Indeed he doesn't know. I have a S&W Governor only it has a black PVD (Physical Vapor Deposition) finish and tritium front sight. They do not make a blued version. Except for the color of the finish both the black and S/S Governors are identical. I have no idea why they didn't use the same front sight on both guns? The sight is both drifted in and out. Unless you've worked on guns and have the proper tools you will have to have someone who does install the sight for you. It's not that hard and is about a 15 minute job from start to finish. But you don't want to risk marring up the barrel shroud.

*Smith and Wesson Governor's Review of Trijicon Smith & Wesson M&P Series SA37 Night Sights*
Could not be more pleased with this purchase and how much better it is than the stock front sight on the S&W Stainless Governor. Front sight is much more visible than the stock sight, could be self installed but felt more comfortable having a gunsmith install for $45. Fits S&W Governor Perfectly


----------



## 1911 ADDICT (Oct 6, 2021)

I also am pleased with my Gvernor. It turned up in the used handgun display case at my LGD. It took me about 5 min.to decide to buy it. Since I had nnever fired one,I looked for some ammo on my shelves to try it. Not knowing that it only shot 2 1/2" 410, I was disapointed to find that I only had 3". Good news was that I had plenty of 45 long Colt and 45ACP. My dealer gave me a stack of moon clips so I went to the club which is very close, WOW was that little short barrel accurate. The kick was very mild compared to my expectaions. Next was the problem of finding 2 1/2" 410s. Finally found some #9s and a couple of boxes of Winchester Defender. Perfect gun for my pickup console loaded with 3 45LC and 3 Defenders with spares. The reason that I have'nt looked for replacements from other guns is that the dovetail and heighth dimensions are so critical and I don't want to waste a lot of time and money trying them. Thanks for the reply. Only problem I have now is primer shortage. I was shooting a lot of ammo each week, but now I need to hang on to a lot of it.


----------



## desertman (Aug 29, 2013)

1911 ADDICT said:


> I also am pleased with my Gvernor. It turned up in the used handgun display case at my LGD. It took me about 5 min.to decide to buy it. Since I had nnever fired one,I looked for some ammo on my shelves to try it. Not knowing that it only shot 2 1/2" 410, I was disapointed to find that I only had 3". Good news was that I had plenty of 45 long Colt and 45ACP. My dealer gave me a stack of moon clips so I went to the club which is very close, WOW was that little short barrel accurate. The kick was very mild compared to my expectaions. Next was the problem of finding 2 1/2" 410s. Finally found some #9s and a couple of boxes of Winchester Defender. Perfect gun for my pickup console loaded with 3 45LC and 3 Defenders with spares. *The reason that I have'nt looked for replacements from other guns is that the dovetail and heighth dimensions are so critical and I don't want to waste a lot of time and money trying them.* Thanks for the reply. Only problem I have now is primer shortage. I was shooting a lot of ammo each week, but now I need to hang on to a lot of it.

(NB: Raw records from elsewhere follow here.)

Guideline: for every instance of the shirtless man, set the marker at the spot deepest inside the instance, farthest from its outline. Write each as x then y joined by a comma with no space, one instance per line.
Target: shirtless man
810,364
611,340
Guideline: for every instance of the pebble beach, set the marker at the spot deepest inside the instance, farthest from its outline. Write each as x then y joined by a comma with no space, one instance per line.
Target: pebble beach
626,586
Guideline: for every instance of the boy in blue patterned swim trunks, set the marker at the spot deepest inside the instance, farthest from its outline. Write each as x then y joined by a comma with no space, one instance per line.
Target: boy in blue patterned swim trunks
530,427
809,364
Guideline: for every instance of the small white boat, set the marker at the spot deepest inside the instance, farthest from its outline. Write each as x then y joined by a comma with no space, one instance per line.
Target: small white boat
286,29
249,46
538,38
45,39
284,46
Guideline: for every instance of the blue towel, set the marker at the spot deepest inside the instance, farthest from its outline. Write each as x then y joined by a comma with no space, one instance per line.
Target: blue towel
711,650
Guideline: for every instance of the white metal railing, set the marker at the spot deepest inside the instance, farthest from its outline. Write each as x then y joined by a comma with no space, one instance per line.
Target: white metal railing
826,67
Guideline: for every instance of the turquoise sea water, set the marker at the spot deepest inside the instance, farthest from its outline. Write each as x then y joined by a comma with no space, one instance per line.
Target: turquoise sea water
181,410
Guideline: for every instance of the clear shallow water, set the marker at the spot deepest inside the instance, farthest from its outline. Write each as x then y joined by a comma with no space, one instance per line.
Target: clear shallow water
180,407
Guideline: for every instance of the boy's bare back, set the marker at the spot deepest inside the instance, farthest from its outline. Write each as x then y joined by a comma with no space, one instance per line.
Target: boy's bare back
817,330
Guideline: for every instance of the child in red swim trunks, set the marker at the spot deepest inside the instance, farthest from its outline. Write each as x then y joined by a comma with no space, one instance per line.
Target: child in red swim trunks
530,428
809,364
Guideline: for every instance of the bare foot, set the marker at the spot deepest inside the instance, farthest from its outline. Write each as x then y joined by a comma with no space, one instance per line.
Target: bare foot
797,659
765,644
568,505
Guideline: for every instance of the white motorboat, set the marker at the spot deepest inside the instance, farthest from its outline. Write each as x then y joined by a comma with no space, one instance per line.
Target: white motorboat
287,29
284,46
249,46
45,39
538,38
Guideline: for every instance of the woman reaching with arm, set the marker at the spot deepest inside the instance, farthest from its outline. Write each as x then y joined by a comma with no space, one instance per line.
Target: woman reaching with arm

Indeed you're 100% correct. Mine was an impulse buy too, I just hadda' have it, it's a pretty versatile gun. Very well made and has a great trigger in both double and single action. For a gun of it's size it's not that heavy. When loaded with 000 buck it's one intimidating son of a bitch too. There were times when I carried shot loads in a .44 Magnum while out in the desert. But a 410 is so much better especially in a gun that's as light as the Governor. I don't go out looking to kill snakes and prefer to leave them alone. I'd rather back off and let them go about their merry way. But you never know?

I've been stocking up on ammo for quite some time, well before all of this bullshit started. It's gotten to the point where my local gun store will only sell to its regular customers and those that buy a gun. Even then their supply is pretty low. I used to reload and still have a lot of components. The manager of the store offered to buy them. But I think that I'm just going to hang on to them.


----------